The Straits Times Index fell 0.68 per cent or 21.52 points to 3,163.17 points as at 9.03am.
Losers outnumbered gainers 73 to 50, after 54.9 million securities worth $108.7 million changed hands.
Among the most heavily traded by volume were Yangzijiang Shipbuilding which lost 1.54 per cent or two cents to $1.28 with 10.8 million shares traded as at 9.01am, and Genting Singapore which fell 0.57 per cent or 0.5 cent to 87.5 cents with 1.7 million shares changing hands.
Singtel tumbled 1.52 per cent or five cents to $3.24 with 2.1 million shares traded as at 9.01am. The telecommunications group on Thursday morning posted a 35 per cent slump in its first-quarter net profit to $541.1 million amid industry and economic headwinds.
Banking stocks were in negative territory during early morning trade.

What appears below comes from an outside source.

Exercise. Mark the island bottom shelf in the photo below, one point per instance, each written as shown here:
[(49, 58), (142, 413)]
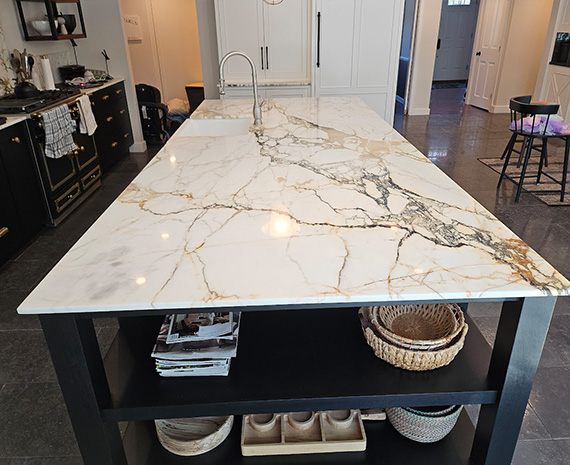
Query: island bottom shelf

DBS was down 0.88 per cent or 22 cents to $24.86, UOB slipped 0.23 per cent or six cents to $25.87, while OCBC lost 0.63 per cent or seven cents to $11.00 as at 9.01am.
Other active index securities included the Singapore Exchange (SGX) which gained 0.25 per cent or two cents to $8.04, Keppel Corporation which dropped 1 per cent or six cents to $5.93, and Ascendas Reit which rose 0.33 per cent or one cent to $3.07 as at 9.01am.
The Singapore bourse's losses on Thursday morning run counter to the mild gains seen in other markets around the world.
In the US, the S&P 500 recovered from steep early losses to end slightly higher on Wednesday, as investors snapped up oversold shares and bond yields rebounded from significant lows that raised fears about a recession.
European shares likewise rose on Wednesday, breaking a three-day losing streak on euphoria over a multibillion-dollar German chemical deal.
Elsewhere in Asia, Tokyo's key Nikkei index opened higher on Thursday, as investors hunted for bargains after four days of losses driven by concerns over trade tensions between the United States and China.